Penso che proprio per questo il vuoto possa essere prezioso. Credo anche, mi riferisco anche a temi presenti nella silloge, che i tempi recenti che tutti noi abbiamo vissuto tra lockdown e pandemia, siano stati uno spunto per aiutarci a guardare la nostra vita in una prospettiva diversa, fermarsi, saper apprezzare delle cose che tendiamo a dare per scontato. Comprendere anche che la libertà non è fare tutto quello che si vuole ma coltivare l’interiorità, essere liberi di instaurare un rapporto con noi stessi. Un contatto interiore con la nostra dimensione intima.
A chi sente di consigliare la lettura del suo lavoro?
Sinceramente sento di consigliarla a tutti.
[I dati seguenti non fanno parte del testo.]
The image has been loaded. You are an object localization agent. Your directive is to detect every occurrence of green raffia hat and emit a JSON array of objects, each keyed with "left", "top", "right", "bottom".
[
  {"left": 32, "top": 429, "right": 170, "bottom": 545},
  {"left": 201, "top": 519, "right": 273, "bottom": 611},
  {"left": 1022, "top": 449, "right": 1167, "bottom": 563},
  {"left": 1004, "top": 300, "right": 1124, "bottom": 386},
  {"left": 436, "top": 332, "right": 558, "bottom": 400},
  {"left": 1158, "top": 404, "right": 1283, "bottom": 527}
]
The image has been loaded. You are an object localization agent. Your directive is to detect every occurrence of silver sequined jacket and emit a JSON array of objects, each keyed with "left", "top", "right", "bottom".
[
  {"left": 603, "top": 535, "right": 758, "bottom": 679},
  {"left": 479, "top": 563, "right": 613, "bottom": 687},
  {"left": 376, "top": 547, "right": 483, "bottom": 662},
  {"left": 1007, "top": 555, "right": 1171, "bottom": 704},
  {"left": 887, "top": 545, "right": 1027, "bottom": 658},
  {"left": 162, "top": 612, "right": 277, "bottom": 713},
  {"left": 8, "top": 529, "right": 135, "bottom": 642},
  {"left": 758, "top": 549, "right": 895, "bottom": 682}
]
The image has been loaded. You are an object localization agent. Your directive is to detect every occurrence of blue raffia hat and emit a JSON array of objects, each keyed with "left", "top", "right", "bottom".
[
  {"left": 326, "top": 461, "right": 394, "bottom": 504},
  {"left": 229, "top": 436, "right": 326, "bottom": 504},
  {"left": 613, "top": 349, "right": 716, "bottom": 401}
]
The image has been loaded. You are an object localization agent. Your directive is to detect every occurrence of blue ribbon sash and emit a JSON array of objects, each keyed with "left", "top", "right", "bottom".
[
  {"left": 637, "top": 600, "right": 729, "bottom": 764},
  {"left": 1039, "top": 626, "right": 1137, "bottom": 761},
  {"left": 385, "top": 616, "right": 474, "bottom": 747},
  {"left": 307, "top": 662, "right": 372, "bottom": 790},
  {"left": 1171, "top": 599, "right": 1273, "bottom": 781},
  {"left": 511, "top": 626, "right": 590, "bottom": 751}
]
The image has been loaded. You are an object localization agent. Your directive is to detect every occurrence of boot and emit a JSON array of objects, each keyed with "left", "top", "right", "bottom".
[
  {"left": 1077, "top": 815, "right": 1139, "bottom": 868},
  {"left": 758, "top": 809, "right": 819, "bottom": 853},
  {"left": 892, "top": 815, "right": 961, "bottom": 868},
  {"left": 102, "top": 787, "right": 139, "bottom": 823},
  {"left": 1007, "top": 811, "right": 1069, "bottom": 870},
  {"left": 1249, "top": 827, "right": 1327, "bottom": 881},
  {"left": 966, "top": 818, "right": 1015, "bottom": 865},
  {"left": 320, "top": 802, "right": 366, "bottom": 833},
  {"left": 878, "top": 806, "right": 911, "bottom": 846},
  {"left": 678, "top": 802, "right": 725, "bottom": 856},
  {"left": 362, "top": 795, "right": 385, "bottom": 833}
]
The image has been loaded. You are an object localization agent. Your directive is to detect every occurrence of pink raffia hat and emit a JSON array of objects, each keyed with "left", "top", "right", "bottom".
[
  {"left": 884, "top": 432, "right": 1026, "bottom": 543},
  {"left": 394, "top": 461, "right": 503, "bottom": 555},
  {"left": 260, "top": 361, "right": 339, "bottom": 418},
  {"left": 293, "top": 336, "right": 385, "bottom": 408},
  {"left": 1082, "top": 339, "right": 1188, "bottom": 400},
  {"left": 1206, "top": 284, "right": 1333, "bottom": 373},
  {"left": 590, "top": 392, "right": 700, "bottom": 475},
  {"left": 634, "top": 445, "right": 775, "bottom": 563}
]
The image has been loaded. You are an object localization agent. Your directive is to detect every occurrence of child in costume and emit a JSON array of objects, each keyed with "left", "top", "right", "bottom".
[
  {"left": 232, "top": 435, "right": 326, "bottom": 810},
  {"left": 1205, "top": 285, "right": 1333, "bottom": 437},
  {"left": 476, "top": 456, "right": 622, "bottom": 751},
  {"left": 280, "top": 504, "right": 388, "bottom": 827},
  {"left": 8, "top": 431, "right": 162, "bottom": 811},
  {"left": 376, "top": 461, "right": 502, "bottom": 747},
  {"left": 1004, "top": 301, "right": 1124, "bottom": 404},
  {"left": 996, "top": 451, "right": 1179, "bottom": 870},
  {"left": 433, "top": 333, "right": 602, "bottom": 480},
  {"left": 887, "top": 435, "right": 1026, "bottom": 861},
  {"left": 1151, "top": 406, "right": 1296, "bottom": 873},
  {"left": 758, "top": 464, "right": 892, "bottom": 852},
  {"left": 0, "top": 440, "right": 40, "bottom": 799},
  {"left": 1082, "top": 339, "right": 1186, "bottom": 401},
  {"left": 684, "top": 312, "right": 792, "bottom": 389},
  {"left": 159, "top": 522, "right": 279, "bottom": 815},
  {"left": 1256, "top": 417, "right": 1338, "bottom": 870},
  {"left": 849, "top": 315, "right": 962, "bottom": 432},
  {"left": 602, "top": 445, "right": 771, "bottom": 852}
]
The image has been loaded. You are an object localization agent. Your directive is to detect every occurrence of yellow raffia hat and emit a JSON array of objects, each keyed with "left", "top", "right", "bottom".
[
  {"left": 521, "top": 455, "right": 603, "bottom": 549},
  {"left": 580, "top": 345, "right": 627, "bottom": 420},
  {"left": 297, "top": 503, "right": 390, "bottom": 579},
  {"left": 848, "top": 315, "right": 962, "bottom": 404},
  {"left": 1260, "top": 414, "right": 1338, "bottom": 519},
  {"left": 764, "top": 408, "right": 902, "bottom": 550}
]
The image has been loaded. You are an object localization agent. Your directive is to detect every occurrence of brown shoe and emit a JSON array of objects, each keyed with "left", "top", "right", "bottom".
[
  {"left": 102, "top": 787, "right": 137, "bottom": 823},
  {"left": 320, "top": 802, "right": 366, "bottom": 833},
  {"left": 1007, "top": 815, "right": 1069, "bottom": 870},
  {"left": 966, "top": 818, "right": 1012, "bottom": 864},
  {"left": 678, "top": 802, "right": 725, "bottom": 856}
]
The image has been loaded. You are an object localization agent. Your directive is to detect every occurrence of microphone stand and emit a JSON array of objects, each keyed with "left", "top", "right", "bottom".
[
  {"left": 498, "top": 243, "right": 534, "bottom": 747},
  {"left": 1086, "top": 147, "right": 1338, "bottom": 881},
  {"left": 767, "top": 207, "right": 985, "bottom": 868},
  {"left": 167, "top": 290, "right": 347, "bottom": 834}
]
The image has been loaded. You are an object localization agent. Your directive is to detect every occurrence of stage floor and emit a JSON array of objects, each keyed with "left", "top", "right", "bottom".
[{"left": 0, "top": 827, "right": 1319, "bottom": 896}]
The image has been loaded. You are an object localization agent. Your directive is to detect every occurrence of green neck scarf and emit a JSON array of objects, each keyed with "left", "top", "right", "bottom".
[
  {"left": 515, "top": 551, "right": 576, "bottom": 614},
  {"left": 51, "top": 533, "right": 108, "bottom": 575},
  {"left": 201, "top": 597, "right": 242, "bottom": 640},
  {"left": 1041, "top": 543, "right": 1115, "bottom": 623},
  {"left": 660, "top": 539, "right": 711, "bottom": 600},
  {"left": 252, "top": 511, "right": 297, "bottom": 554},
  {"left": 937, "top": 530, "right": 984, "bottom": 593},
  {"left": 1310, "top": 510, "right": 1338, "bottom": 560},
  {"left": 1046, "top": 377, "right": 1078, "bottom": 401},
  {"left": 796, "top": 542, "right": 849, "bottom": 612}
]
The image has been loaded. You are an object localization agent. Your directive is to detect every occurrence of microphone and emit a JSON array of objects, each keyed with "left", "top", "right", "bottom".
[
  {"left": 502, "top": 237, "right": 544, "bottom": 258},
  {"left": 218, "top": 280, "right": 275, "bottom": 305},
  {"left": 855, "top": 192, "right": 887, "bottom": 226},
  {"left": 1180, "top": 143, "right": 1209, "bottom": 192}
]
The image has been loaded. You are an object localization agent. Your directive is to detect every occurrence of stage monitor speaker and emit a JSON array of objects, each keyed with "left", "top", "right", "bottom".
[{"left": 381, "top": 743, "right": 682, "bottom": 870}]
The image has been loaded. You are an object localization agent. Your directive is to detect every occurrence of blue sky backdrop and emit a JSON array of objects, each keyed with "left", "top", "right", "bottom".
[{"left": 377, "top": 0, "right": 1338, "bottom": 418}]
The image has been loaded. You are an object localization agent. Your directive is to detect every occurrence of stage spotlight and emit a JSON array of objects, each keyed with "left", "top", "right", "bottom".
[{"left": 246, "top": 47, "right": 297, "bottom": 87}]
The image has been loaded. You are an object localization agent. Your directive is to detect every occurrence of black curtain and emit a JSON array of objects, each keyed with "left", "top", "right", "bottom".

La poesia serve ad avvicinarsi a se stessi, è uno spazio per andare oltre quel modo di comunicare cui siamo abituati, forse assuefatti dal linguaggio del social, dei media, in cui tutto è veloce ma privo di simbolo. L’interpretazione è molto importante, dare un giusto valore alle parole, ai simboli. La poesia può essere questo, può farci riscoprire la valenza della metafora, anche per le nuove generazioni abituate ad un linguaggio assolutamente profano.